Even though only the above-mentioned compositions are recited while preparing amrit, but among the Sabads that are usually associated with or are recited as an encouragement for taking Amrit or undergoing Initiation Ceremony, the prominent ones are:
  1. suri nar muni jan ammritu khojade su ammritu gur te pāiā. -Guru Granth Sahib 918.
  2. satigur kai janme gavanu miṭāiā. -Guru Granth Sahib 940.
  3. ammritu hari hari nāmu hai merī jinduṛīe ammritu gurmati pāe rām. -Guru Granth Sahib 538-539.
  4. jisu jal nidhi kāraṇi tum jagi āe so ammritu gur pāhī jīu. -Guru Granth Sahib 598.
  5. taji āpu binsī tāpu reṇ sādhū thīu. -Guru Granth Sahib 1007.

Sabad 1
This Sabad is the thirteenth pauri of Anand Sahib revealed by Guru Amardas Sahib (1479-1574) in Rag Ramkali, recorded on page 918 of the Guru Granth Sahib.
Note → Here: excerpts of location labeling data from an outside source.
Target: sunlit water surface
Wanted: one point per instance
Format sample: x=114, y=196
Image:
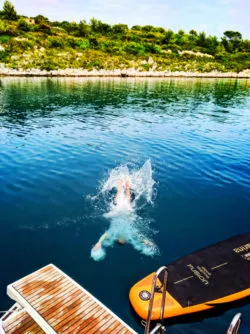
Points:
x=61, y=138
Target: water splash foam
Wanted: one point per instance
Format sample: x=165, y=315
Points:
x=125, y=223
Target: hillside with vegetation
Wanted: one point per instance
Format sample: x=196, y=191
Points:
x=28, y=43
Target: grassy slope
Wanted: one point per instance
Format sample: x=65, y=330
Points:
x=47, y=45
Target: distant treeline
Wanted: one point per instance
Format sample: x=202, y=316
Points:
x=40, y=43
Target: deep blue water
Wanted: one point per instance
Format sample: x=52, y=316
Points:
x=60, y=138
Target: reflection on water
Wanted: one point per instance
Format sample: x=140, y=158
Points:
x=60, y=137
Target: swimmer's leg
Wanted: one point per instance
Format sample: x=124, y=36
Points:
x=127, y=187
x=119, y=191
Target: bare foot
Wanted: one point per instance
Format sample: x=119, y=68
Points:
x=97, y=246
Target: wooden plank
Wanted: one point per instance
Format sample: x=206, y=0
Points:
x=60, y=305
x=21, y=323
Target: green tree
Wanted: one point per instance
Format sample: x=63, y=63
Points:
x=83, y=29
x=119, y=29
x=232, y=40
x=9, y=12
x=23, y=25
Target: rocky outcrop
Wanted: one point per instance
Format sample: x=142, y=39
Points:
x=71, y=72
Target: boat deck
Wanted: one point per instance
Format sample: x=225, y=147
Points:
x=54, y=303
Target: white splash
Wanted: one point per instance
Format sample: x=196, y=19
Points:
x=125, y=192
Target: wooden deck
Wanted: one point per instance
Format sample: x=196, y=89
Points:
x=21, y=323
x=57, y=304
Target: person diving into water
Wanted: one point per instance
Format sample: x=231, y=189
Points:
x=122, y=219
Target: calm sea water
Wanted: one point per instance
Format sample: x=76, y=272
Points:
x=59, y=140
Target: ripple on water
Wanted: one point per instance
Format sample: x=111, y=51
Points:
x=60, y=138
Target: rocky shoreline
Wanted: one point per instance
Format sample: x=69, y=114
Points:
x=71, y=72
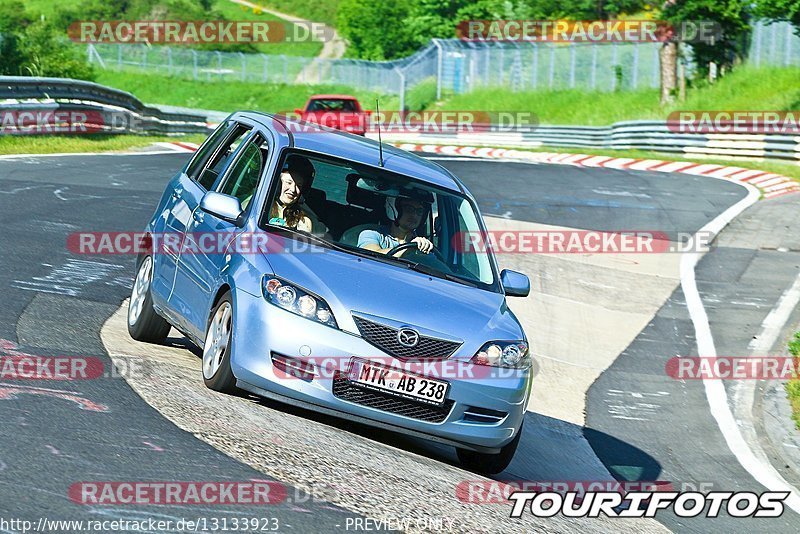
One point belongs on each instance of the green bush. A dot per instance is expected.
(37, 48)
(45, 53)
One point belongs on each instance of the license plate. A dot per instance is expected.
(397, 382)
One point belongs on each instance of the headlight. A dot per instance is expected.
(291, 298)
(503, 354)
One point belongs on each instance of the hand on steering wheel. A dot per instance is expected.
(414, 245)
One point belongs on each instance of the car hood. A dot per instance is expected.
(350, 283)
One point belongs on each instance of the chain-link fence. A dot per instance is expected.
(456, 66)
(774, 44)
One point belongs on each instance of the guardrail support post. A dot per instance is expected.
(572, 65)
(439, 60)
(402, 90)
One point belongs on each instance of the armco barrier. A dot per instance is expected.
(121, 112)
(639, 135)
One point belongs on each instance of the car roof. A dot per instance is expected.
(315, 138)
(332, 97)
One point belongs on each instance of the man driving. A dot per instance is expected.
(405, 214)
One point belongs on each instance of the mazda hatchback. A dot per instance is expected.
(324, 270)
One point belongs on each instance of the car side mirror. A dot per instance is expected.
(224, 207)
(515, 284)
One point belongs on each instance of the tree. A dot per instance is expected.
(375, 30)
(788, 10)
(732, 17)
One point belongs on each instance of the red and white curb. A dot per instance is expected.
(771, 185)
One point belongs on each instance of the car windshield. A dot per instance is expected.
(383, 215)
(332, 104)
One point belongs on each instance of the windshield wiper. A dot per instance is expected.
(424, 269)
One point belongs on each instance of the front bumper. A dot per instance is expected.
(262, 330)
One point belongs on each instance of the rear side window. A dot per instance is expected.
(242, 180)
(222, 156)
(205, 151)
(332, 105)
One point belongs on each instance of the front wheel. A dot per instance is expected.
(144, 324)
(489, 464)
(217, 373)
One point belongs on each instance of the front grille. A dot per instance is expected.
(385, 338)
(346, 390)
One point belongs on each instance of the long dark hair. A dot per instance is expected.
(298, 166)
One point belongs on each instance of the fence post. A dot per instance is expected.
(757, 45)
(787, 59)
(773, 44)
(501, 64)
(654, 83)
(439, 60)
(572, 65)
(613, 66)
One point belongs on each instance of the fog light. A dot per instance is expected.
(512, 355)
(306, 305)
(285, 295)
(323, 315)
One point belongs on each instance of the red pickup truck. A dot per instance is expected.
(341, 112)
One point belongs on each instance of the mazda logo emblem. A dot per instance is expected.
(408, 337)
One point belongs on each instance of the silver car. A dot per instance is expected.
(326, 271)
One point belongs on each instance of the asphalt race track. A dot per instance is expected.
(639, 423)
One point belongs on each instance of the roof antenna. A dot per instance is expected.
(380, 143)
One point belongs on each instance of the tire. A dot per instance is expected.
(144, 324)
(489, 464)
(217, 373)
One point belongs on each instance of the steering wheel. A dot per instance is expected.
(404, 246)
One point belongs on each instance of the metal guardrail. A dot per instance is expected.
(121, 112)
(638, 135)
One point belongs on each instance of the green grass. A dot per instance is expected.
(793, 386)
(746, 88)
(237, 12)
(52, 144)
(225, 96)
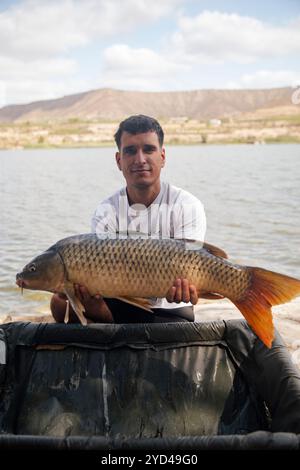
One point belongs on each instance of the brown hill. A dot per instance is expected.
(109, 104)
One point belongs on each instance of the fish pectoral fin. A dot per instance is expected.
(214, 250)
(139, 302)
(76, 305)
(210, 295)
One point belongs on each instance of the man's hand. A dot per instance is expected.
(182, 291)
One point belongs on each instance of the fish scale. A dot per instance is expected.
(152, 265)
(145, 268)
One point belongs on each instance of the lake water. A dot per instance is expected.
(251, 195)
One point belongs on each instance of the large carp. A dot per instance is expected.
(137, 269)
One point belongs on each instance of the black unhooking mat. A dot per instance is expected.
(146, 386)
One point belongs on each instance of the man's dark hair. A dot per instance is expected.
(138, 125)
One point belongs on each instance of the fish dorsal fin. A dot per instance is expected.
(198, 245)
(140, 302)
(214, 250)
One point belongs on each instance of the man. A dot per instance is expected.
(146, 207)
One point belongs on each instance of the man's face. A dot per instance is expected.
(140, 159)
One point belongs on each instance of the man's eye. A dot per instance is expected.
(149, 149)
(130, 151)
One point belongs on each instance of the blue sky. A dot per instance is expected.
(51, 48)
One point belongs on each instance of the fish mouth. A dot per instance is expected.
(141, 170)
(20, 282)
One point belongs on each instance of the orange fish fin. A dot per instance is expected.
(267, 289)
(75, 303)
(214, 250)
(140, 302)
(210, 295)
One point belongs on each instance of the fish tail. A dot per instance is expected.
(266, 289)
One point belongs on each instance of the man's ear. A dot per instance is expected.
(118, 160)
(163, 157)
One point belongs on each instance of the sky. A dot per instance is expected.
(53, 48)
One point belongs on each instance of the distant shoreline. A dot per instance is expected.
(248, 128)
(112, 144)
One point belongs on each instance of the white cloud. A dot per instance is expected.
(36, 37)
(34, 28)
(266, 79)
(138, 69)
(220, 37)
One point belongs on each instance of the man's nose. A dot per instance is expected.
(140, 156)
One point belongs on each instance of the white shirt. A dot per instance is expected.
(174, 213)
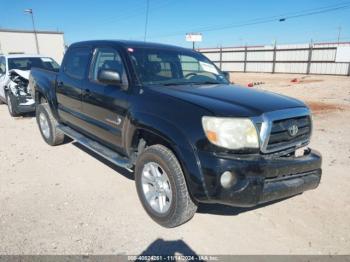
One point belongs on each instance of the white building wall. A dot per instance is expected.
(50, 44)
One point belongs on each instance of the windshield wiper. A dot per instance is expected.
(206, 83)
(191, 83)
(177, 84)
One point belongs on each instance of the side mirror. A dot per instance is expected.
(226, 75)
(110, 77)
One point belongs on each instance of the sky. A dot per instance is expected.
(221, 22)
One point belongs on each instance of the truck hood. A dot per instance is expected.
(231, 100)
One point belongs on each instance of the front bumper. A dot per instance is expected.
(260, 178)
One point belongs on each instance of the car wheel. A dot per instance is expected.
(11, 104)
(162, 188)
(48, 125)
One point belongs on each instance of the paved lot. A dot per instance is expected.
(65, 200)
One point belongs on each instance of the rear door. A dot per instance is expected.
(70, 84)
(104, 105)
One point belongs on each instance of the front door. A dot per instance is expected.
(105, 106)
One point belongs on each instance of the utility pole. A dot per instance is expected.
(146, 22)
(30, 11)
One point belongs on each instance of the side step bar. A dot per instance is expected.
(96, 147)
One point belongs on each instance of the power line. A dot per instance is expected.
(146, 21)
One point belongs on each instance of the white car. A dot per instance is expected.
(14, 76)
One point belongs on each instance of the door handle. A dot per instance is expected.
(87, 93)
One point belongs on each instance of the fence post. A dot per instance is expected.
(245, 58)
(309, 58)
(274, 58)
(220, 57)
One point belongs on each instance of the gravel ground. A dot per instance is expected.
(66, 200)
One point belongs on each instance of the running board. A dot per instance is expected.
(96, 147)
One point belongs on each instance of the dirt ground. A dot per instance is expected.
(66, 200)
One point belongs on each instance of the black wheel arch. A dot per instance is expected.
(159, 131)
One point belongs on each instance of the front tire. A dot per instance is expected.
(48, 125)
(162, 188)
(11, 104)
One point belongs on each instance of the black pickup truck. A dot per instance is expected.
(169, 115)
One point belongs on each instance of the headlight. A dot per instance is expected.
(231, 133)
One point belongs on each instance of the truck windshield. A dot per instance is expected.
(26, 63)
(174, 67)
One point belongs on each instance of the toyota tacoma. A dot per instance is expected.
(169, 115)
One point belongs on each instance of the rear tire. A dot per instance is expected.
(11, 104)
(48, 125)
(162, 188)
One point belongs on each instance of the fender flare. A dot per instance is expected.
(179, 143)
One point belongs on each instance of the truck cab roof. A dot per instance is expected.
(127, 44)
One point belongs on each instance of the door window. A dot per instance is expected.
(2, 65)
(76, 62)
(107, 58)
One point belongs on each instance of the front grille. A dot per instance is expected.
(281, 137)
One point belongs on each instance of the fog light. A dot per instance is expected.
(228, 179)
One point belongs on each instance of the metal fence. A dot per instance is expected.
(313, 58)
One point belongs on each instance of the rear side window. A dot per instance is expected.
(107, 58)
(75, 64)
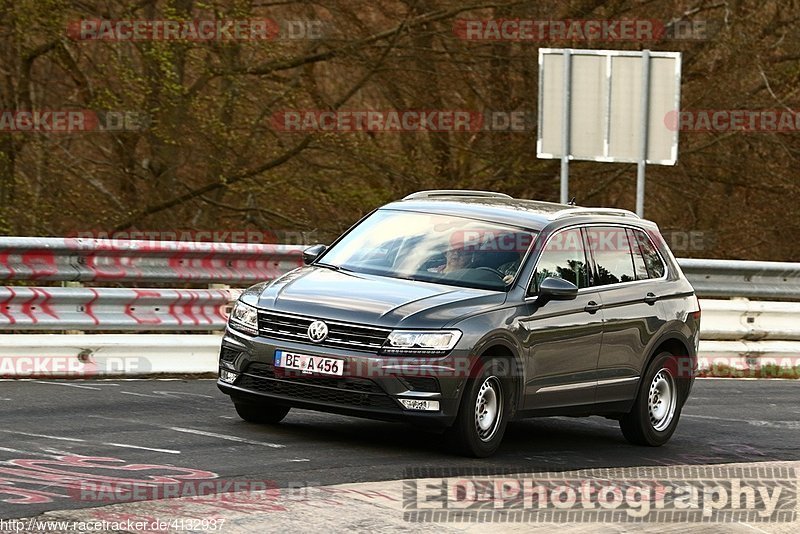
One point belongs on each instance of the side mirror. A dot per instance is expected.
(552, 288)
(312, 253)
It has five lines.

Sabad 2
This Sabad is the twentieth pauri of Sidh Gosti revealed by Guru Nanak Sahib (1469-1539) in Rag Ramkali, recorded on page 940 of the Guru Granth Sahib. It has six lines.

Sabad 3
This Sabad is revealed by Guru Ramdas Sahib (1534-1581) in Rag Bihagara and is recorded on pages 538-539 of the Guru Granth Sahib. It has four stanzas.

Sabad 4
This Sabad is revealed by Guru Nanak Sahib (1469-1539) in Rag Sorathi and is recorded on page 598 of the Guru Granth Sahib. It has four stanzas. The stanza of rahau is separate from these stanzas even though it has not been given a separate number.

Sabad 5
This Sabad is revealed by Guru Arjan Sahib (1563-1606) in Rag Maru and is recorded on page 1007 of the Guru Granth Sahib. It has two stanzas. The stanza of rahau is separate from these stanzas.